I now realized the sense and importance of strictly separating a manuscript’s content and semantic structure from its visual design and presentation.
However, with all the automatic generation of ebooks and print books from XML, I still found myself spending long hours insipidly transcribing more or less ill-designed book manuscripts to XML, stripping them of their visual mess, and cleaning them up manually.
Once again, I rolled up my software engineering sleeves and set out to make my life easier. This time around though, the task was much more challenging: I could automatically extract content and visual styling from a book’s manuscript, but could I automatically semantically structure that content based on that visual styling? Could I write a blob of code that took text and its visual styling information, and automatically derived the text’s intended semantic structure from that styling?
As it turns out, this is a nontrivial problem that has kept me busy for the better part of two years now.
Think about it: an author writes and structures a book using chapters and sections, emphasizes text portions with formatting, references blurbs within the book or externally, elaborates on the text using footnotes and endnotes, and so forth. All these different text elements are styled visually to set them apart from one another, and to guide the reader through the book without becoming distracted.
I wanted to automate the reversal of this creative design process: derive the author’s intended semantic structure of the book from how she visually styled the text elements!
And so I have been busy designing and implementing an intelligent structure and content classifier using AI/ML techniques (hooray to this week’s buzzwords), and combining them with other heuristics that flow into the classification.

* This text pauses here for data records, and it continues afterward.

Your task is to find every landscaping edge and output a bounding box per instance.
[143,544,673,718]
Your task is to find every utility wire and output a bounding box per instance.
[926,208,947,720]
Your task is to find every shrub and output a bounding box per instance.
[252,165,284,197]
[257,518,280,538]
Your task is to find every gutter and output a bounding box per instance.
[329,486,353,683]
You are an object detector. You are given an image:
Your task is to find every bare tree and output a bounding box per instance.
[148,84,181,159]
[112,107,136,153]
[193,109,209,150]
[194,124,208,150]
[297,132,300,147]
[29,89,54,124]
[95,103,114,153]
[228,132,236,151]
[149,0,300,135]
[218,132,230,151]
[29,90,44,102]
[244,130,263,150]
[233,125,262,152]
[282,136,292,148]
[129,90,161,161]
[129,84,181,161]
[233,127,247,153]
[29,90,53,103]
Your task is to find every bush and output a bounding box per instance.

As it turns out, this is not only an engineering challenge, but also an interesting academic research topic.
Since I wrote my first simple script many years ago, my tools have grown and gotten much better. I’ve gotten where I wanted to be all along: today I can click a button and slurp my hot chocolate while I watch my laptop do the tedious work. Still, because no algorithmic solution will ever be perfect, I need to confirm or adjust the structure classification or proposed punctuation changes of a book, at least occasionally. But that’s just another mouse click, and I don’t have to put down my cup.
Finally, when I’m done with my hot chocolate, I can indulge in designing my book, contented with the assurance that the rest of my workflow — content extraction, semantic structuring, text cleanup and fixes — has all been taken care of while I enjoyed sipping from my cup. And that’s what I really wanted all along.